When Diane’s father was diagnosed with cancer, Sandy Cohen, co-founder and first president of what was to become the Auxiliary, recommended the John Wayne Cancer Clinic. Diane’s father eventually died of cancer, but she was awed by the work of the Auxiliary and joined this small group of women.
“I was impressed with the intimacy of the John Wayne Cancer Clinic,” Diane recalls. “We saw that it was a hands-on organization. The patients weren’t just numbers; everyone was treated as a unique individual.”
Diane became the Auxiliary’s second president, the group grew rapidly, and the volunteer program was begun.
Shortly thereafter, Jackie joined the group. Her grandmother had died of cancer, and she admired the work of Donald L. Morton, MD, and the physicians of the clinic. She eventually started volunteering in the clinic every Wednesday, escorting patients to their examination rooms. Jackie was also drawn to the Auxiliary members’ care and dedication.
“Although we didn’t know each other initially, we became a tight knit group, working together and sharing our goals. We all had a history of someone in our family having cancer.”
Jackie became the Auxiliary's fourth president and, during her tenure, the John Wayne Clinic at UCLA moved to Saint John’s Health Center, becoming the John Wayne Cancer Institute.
Six years after joining the Auxiliary, Jackie was diagnosed with cancer and was successfully treated by Dr. Morton. On her 50th birthday, grateful for her health and Dr. Morton’s care, she and her husband, Howard, started the Banchik Family Library.
“I wanted a place for women to go and sit and have material to read,” says Jackie. “They could watch tapes and talk with their family. A nurse or doctor could come in, and they could chat. I wanted that very much. Over the years, I can’t tell you how many people would come up and say, ‘It’s so comforting to have that room.’”
Moved by the Banchik family’s gift, Diane and her husband, Danny, provided funds to start the Feldman Audio-Visual Center, dedicated to Diane’s father and mother-in-law.

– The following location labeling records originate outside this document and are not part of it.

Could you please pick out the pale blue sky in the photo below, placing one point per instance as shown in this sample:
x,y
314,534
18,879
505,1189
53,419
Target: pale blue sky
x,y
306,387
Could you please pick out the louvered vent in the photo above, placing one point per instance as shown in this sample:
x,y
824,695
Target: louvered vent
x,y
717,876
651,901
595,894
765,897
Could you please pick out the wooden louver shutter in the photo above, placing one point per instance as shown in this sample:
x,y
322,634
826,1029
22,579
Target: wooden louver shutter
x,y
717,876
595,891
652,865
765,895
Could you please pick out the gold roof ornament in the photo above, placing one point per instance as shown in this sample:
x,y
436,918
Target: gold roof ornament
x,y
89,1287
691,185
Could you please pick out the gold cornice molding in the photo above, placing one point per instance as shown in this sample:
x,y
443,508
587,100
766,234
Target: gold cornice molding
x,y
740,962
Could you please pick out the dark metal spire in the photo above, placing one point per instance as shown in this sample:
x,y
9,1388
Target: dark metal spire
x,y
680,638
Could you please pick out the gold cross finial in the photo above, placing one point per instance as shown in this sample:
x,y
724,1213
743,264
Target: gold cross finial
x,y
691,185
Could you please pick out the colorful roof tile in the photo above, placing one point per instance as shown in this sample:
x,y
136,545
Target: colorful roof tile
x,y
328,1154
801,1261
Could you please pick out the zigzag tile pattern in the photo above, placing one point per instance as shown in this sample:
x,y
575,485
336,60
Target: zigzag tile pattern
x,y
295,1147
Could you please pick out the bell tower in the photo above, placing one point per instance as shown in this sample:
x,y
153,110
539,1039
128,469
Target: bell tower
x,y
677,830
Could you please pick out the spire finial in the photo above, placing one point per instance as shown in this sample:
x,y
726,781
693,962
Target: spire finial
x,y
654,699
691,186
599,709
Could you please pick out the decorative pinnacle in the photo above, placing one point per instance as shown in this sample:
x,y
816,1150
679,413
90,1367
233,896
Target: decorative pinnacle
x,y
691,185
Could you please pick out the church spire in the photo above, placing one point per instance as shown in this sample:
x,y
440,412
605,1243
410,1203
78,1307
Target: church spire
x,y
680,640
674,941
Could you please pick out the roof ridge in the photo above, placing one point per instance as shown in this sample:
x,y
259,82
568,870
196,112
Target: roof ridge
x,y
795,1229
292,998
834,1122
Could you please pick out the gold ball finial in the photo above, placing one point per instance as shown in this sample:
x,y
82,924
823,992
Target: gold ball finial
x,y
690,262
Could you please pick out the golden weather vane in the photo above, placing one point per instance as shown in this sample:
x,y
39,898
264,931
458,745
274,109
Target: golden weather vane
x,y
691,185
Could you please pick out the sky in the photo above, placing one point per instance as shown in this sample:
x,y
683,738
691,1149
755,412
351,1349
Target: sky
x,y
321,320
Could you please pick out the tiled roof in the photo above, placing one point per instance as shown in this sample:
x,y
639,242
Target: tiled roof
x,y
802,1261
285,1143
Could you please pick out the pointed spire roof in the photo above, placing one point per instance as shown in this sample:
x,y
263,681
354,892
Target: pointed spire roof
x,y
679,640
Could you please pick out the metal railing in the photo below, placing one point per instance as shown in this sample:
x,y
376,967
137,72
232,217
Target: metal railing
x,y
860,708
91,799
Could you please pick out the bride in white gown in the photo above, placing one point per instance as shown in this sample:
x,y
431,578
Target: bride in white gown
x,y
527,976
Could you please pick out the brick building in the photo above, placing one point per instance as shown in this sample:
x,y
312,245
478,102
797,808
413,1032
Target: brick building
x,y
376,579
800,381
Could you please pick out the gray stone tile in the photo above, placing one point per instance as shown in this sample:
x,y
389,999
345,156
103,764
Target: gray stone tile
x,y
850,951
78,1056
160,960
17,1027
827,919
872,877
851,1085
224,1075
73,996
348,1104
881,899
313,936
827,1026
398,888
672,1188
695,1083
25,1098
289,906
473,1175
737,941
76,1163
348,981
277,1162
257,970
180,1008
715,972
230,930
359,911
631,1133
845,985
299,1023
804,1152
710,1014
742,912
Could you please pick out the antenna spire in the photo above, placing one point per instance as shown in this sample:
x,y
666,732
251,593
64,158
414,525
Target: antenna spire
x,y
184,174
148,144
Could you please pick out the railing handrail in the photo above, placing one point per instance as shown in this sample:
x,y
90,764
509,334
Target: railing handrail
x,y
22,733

“We wanted a center with materials for all types of cancer—a place with every kind of resource: print materials, videos, pamphlets. In addition, physicians would have another place to meet privately with their patients.”
Among their Auxiliary projects, Diane and Jackie are very proud of the “Circles of Distinction” which they created to honor the Institute’s donors. “We wanted to have each and every person who contributed recognize how much their gift was appreciated."
They cherish the time they spend together as friends and Auxiliary members.
"The truth of the matter is, there is no one that we know who has not been touched by cancer. It’s something that concerns us all.”